How Bitcoin Works - and the 5 Big Ideas Behind it

As personally explained to you by Satoshi Nakamoto*

Satoshi: “Let's build an electronic system for money that does for cash what the internet did for information.”

You: “How would it work?”

Satoshi: "First let's call it Bitcoin, but we can’t just send notes as pretty images back and forth in email, they’d get copied relentlessly until the money was worthless.”

You: “So what can you do?”

Satoshi:Big Idea #1: We don’t share the individual electronic notes, but instead share a long list of all the transactions that have ever been made. It’s like a spreadsheet that records who sent what money to whom and therefore how much they have. If everyone shared an accurate copy of this list they could agree on how much electronic money everyone has.”

You: “I’m not sure I get why that’s an improvement. What’s to stop someone from just increasing a number here or there in that list to give themselves more money? Even if you were honest and wouldn’t do that, how would you know that someone else has shared a valid copy that hasn’t been tampered with? Isn’t this the same problem as just sharing the images of the money?”

Satoshi: “Big difference is that we can get people to agree on which list is the correct one. We can do this by bundling all those transactions into blocks and creating a single chain out of them. This chain of bundled transactions we will call the Blockchain.”

You: "But how does that help?”

Satoshi:Big idea #2. Each block in the chain includes a fingerprint of the previous block and this is the same for each block down the chain. If any of those fingerprints don’t match you know someone has tampered with the chain you’re reviewing. But if they do agree, then you know you’ve got the true untampered chain and therefore the true list of all transactions.”

You: “I see that’s a pretty cool way of locking the chain going into the past, but what’s to stop the chain from growing off in multiple directions going forward?”

Satoshi:Big Idea #3, you make it hard to generate the next block but you offer a juicy reward to do it. You make it hard by making the fingerprint I mentioned before very difficult to calculate, but you make it juicy by allowing whoever makes that next block able to issue themselves a limited amount of the electronic cash. This way, there’s strong competition to create the next block and because it’s hard to do, this next winning block will hang around long enough for another person to build off of it. As more people build off the new block, it becomes secured into the true chain and will forever be part of the blockchain. It is possible to have a short term split in the chain, but quickly one end will become longer than the other and the shorter one will be discarded. BTW you can think of these people creating new blocks as miners digging up new Bitcoin.”

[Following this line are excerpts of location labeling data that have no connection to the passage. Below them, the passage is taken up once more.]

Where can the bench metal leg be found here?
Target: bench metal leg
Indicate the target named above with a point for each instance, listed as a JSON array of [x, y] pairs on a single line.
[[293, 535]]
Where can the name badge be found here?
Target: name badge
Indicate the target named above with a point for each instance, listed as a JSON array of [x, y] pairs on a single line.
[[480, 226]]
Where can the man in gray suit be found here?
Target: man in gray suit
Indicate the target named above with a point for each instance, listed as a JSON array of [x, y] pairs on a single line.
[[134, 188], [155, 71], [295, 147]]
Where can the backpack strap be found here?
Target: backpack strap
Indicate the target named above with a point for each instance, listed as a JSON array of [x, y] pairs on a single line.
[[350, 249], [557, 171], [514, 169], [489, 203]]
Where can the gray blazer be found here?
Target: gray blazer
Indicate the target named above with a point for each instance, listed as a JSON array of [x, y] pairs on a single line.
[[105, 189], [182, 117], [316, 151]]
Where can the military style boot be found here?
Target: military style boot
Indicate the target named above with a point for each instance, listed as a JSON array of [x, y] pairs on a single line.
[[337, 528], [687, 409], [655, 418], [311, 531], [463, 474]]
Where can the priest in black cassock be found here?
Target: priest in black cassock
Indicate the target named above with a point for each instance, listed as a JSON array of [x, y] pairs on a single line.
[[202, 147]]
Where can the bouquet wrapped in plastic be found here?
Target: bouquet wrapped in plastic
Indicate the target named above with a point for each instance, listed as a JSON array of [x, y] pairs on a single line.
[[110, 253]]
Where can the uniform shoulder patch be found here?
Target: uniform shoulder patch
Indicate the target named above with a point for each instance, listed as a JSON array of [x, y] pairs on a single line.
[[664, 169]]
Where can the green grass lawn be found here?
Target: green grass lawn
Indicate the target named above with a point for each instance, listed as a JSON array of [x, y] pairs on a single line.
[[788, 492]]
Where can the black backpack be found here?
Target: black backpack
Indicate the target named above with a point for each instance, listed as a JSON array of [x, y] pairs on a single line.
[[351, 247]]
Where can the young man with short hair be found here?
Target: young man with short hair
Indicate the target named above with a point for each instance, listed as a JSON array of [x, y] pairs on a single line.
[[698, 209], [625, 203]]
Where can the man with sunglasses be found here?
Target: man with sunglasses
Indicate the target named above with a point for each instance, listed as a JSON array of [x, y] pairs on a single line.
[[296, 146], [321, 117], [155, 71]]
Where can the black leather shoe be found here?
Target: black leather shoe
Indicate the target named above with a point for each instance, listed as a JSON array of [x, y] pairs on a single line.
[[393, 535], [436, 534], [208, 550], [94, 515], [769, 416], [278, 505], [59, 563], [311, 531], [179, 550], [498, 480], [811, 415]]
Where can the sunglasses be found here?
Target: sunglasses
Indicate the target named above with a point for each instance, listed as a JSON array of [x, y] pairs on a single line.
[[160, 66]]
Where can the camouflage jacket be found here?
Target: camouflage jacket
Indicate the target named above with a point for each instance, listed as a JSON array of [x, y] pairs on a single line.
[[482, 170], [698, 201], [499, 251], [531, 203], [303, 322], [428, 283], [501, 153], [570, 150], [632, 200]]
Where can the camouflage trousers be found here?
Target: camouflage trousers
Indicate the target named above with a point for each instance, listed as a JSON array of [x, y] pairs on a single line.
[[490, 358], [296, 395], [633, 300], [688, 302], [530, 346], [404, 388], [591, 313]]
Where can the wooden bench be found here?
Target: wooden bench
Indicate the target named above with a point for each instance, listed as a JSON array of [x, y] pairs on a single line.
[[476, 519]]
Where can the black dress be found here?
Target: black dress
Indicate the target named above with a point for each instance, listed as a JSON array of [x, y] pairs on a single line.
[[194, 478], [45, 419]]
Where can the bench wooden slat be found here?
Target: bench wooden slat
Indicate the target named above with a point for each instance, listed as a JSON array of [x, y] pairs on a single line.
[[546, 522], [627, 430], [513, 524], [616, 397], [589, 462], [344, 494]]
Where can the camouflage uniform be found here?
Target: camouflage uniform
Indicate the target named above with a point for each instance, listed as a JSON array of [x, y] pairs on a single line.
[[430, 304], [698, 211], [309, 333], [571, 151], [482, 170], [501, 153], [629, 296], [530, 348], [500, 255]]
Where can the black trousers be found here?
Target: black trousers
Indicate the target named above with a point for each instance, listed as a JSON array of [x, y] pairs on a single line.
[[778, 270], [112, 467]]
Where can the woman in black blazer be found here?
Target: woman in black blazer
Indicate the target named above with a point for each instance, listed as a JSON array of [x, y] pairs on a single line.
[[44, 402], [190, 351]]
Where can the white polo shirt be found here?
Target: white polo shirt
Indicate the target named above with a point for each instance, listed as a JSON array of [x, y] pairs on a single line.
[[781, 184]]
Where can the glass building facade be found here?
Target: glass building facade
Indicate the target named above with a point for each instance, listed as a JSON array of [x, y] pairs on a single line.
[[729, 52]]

You: “Ok, so you’ve got the chain locked going back into the past, and the chain being kept together going into the future. Each block contains bundles of all these transactions recording who has how much Bitcoin and everyone is in agreement. But … what’s to stop me from creating the next block and just sending other peoples money into my account?”

Satoshi:Big Idea #4 is that anyone who wants to send their money can only do so if they know a special secret code (or private key). They use that private key to create a request that sends the funds. So unless you know that code, you can’t move that money period. Really sending Bitcoin to someone else is just broadcasting this request to send money to the miners.”

You: “That’s lots of rules about creating the chain and new blocks. How do you ensure everyone follows them? If I was creating the next block why couldn’t I make it easier to calculate the fingerprint, or give myself more money, or any other bad action?”

Satoshi:Big Idea #5: Police the system with network effects. Just like a peer-to-peer phone system or file-sharing applications, Bitcoin is a peer-to-peer network with many individuals running the rule following software. These 'nodes' send Bitcoin transaction requests around, keep a record of the blockchain and confirm new blocks follow the rules. Those individuals who run these nodes can choose what software to run and hence any changes made to the rules come about through a distributed consensus.”

You: “Let me see if I get this. Everyone shares a list of transactions, not the money itself. This uses some clever mathematics to ensure that all the past transactions are legit and only those who wanted to send their money did. Also you’ve setup a competition to ensure that the chain stays together moving into the future, and finally all the rules are checked by multiple interested parties via their computers checking the blockchain.”

Satoshi: “Pretty much”

You: “I think I’m starting to understand it, but I have one last question that maybe only you can answer … who exactly are you? … You still there? … Satoshi???”

* Please note that Satoshi Nakamoto, refered to in this article, is a pseudoanonymous name created out of thin air for the purpose of identity hiding. Although the originator of Bitcoin is also called Satoshi Nakamoto which is another pseudoanonymous name created out of thin air for the purpose of identity hiding, they are not related.